Moscow jitters after new move against billionaire

The Russian stock market, already unsettled by the arrest of Russia’s richest tycoon and the resignation of the Kremlin chief of staff, dived sharply today for the second time this week after prosecutors froze a large chunk of shares in oil giant Yukos.

Moscow jitters after new move against billionaire

The Russian stock market, already unsettled by the arrest of Russia’s richest tycoon and the resignation of the Kremlin chief of staff, dived sharply today for the second time this week after prosecutors froze a large chunk of shares in oil giant Yukos.

Reports of the seizure came about an hour before President Vladimir Putin was to meet leading Russian and foreign investors in an apparent attempt to calm financial and political anxiety.

But the news of the Yukos shares seizure pushed the Moscow stock exchange into a steep fall and the benchmark RTS index closed the day down more than 8%. Yukos closed down 14%.

The frozen shares represent 44% of the company’s stock. A statement from the Prosecutor General's office announcing the freeze did not specify what percent of the company they constitute.

The freeze was a new escalation in a four-month-old probe of Yukos, which took a dramatic turn at the weekend when company head Mikhail Khodorkovsky, Russia’s richest man, was arrested and jailed on charges of tax evasion, fraud and forgery.

The arrest, was widely seen as an action staged by some of Putin’s top lieutenants to avenge the tycoon’s political activities, which included funding of opposition parties.

Putin’s chief of staff, Alexander Voloshin, a top Kremlin advocate of big business, resigned in protest at Khodorkovsky’s arrest.

The resignation signals a strengthening of the security-service faction in the Kremlin – connected with Putin from his days as a KGB agent – which appears eager to stem the influence of magnates such as Khodorkovsky.

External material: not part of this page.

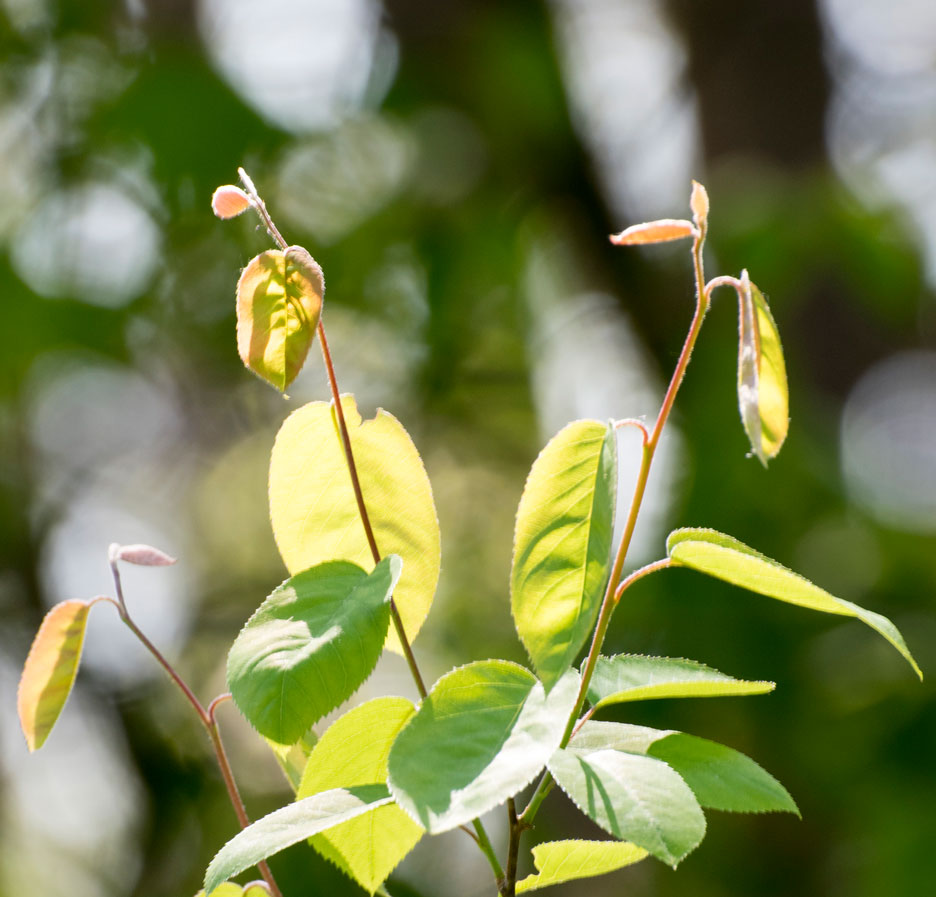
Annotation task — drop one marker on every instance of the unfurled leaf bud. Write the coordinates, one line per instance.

Khodorkovsky’s jailing has sent Russian stocks down amid investor fears that the Kremlin could launch a broad revision of the results of the privatisation of the 1990s, in which tycoons like Khodorkovsky snapped up prized chunks of state assets at give-away prices in dubious auctions.

Stock traders apparently saw today’s seizure as confirmation of those fears. The move was the first in the probe against property rather than individuals.

“This unlawful approach to the seizure of assets of persons allegedly guilty of some trumped-up charges of inflicting damage will soon allow apartment blocks and individual apartments to be seized,” said Yukos spokesman Alexander Shadrin.